I am happy to concede to Dave Giles that, all else being equal, it is better to use probit than ordinary least squares, and that Stata's margins command is not that difficult for an undergraduate to use.
But all else is not equal. Using probit will not save a regression that combines men and women together into one sample when estimating the impact of having young children on the probability of being employed, and fails to include a gender*children interaction term. (The problem here is that children are associated with a higher probability of being employed for men, and a lower probability of being employed for women. These two effects cancel out in a sample that includes both men and women.)
Once students know how to appropriately define a sample, deal with missing values, spot an obviously endogenous regressor, and figure out which explanatory variables to include in their model, then it might be worth having a conversation about the relative merits of probit and linear probability models. Until then, I'm telling my students to use the regress command and, if it makes them feel better, stick "robust" at the end of it.
They don't listen.
It all comes down to the way that they have been taught econometrics. Most - not all - econometrics classes emphasize statistical theory. Students might run regressions, but often these are canned, ready-made examples, with the parameters of the analysis clearly defined, or straightforward replication exercises.
Econometrics is taught that way for a simple, practical reason: it's easy. When every student downloads his own data, works on his own unique problem, and specifies a novel and original model, each student will need a lot of individual help and attention. The marking cannot be delegated to a TA, because each research question, and each data set, is different, so it is impossible to write down a simple answer key. But spending hours upon hours reading students' first struggling steps at regression analysis is a huge amount of work. It's so much easier to mark a final exam consisting of calculations, short answer questions, and replication of theorems.
No one in my honours seminar this year is taking that easy route - and it's tough going.
Econometrics is a journey. Logit and probit are just one step on the path towards enlightenment. Once one arrives at probit, and can calculate marginal effects with ease, another challenge awaits - bootstrapped standard errors, perhaps, or correction for sample selection bias. The ultimate goal - identification of causal relationships - may never be achieved - but we journey down the path nonetheless.

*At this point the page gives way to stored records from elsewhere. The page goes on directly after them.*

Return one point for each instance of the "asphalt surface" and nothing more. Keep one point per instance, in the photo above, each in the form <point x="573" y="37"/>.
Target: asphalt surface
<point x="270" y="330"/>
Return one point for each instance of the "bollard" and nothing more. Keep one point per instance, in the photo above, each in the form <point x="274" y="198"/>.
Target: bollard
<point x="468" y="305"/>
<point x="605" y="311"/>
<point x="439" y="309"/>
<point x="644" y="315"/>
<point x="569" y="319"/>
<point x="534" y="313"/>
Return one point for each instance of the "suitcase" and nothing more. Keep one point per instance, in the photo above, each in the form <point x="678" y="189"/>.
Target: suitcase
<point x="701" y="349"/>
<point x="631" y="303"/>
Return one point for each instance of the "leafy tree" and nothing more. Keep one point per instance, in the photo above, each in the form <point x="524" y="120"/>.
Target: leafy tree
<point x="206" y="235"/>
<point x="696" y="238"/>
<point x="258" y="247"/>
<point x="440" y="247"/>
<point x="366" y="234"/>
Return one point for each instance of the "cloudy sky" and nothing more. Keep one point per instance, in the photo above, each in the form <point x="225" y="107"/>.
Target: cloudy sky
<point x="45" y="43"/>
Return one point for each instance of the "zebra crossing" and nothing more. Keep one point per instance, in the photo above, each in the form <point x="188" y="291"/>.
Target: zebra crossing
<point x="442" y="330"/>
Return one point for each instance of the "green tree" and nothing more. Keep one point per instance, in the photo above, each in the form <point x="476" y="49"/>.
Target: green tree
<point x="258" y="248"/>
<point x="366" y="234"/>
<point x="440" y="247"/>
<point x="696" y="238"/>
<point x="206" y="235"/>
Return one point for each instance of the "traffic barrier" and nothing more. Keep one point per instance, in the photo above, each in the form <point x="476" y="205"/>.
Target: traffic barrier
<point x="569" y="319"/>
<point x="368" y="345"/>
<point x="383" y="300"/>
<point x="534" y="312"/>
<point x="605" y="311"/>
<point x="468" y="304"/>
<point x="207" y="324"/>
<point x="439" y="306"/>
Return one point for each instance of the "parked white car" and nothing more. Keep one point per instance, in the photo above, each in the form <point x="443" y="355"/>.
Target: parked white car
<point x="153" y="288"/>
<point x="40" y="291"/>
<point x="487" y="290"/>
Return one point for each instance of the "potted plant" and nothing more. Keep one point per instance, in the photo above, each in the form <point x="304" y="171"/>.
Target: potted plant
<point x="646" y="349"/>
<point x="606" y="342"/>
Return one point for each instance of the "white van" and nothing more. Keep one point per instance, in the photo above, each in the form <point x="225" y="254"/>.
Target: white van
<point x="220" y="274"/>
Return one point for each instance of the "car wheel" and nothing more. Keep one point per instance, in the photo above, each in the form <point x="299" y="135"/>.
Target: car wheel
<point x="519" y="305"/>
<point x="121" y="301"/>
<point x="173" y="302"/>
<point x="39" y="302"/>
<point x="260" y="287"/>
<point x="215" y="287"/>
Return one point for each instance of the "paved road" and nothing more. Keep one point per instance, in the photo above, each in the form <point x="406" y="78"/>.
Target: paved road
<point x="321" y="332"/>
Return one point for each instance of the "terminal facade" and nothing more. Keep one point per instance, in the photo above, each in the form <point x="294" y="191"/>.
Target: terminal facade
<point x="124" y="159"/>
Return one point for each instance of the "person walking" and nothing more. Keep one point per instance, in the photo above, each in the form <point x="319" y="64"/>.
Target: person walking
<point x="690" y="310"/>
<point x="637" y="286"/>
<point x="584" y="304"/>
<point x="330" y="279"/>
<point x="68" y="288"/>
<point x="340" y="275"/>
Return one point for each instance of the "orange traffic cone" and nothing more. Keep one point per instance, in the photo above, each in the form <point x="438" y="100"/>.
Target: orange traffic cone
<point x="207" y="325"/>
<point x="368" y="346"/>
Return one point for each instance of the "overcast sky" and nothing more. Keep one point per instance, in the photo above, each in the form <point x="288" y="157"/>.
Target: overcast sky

Students need to discover that all econometricians reach a point where they say "there's only so much I can do, I'm going to stick with this regression, even though I know it's not perfect".
My favourite advice for would-be researchers comes from Alice through the Looking Glass
Begin at the beginning...and go on till you come to the end: then stop.
The beginning of a good piece of applied econometrics is formulation of a theory; a hypothesis about what matters and why. The next step is the identification of the sample - who the model applies to. Then comes the model specification - figuring out some way of establishing a relationship between the explanatory variables and the thing that is being explained. Only then do considerations like the choice between probit and linear probability model come into play.
Begin at the beginning. Go on till the final paper is due. Then stop.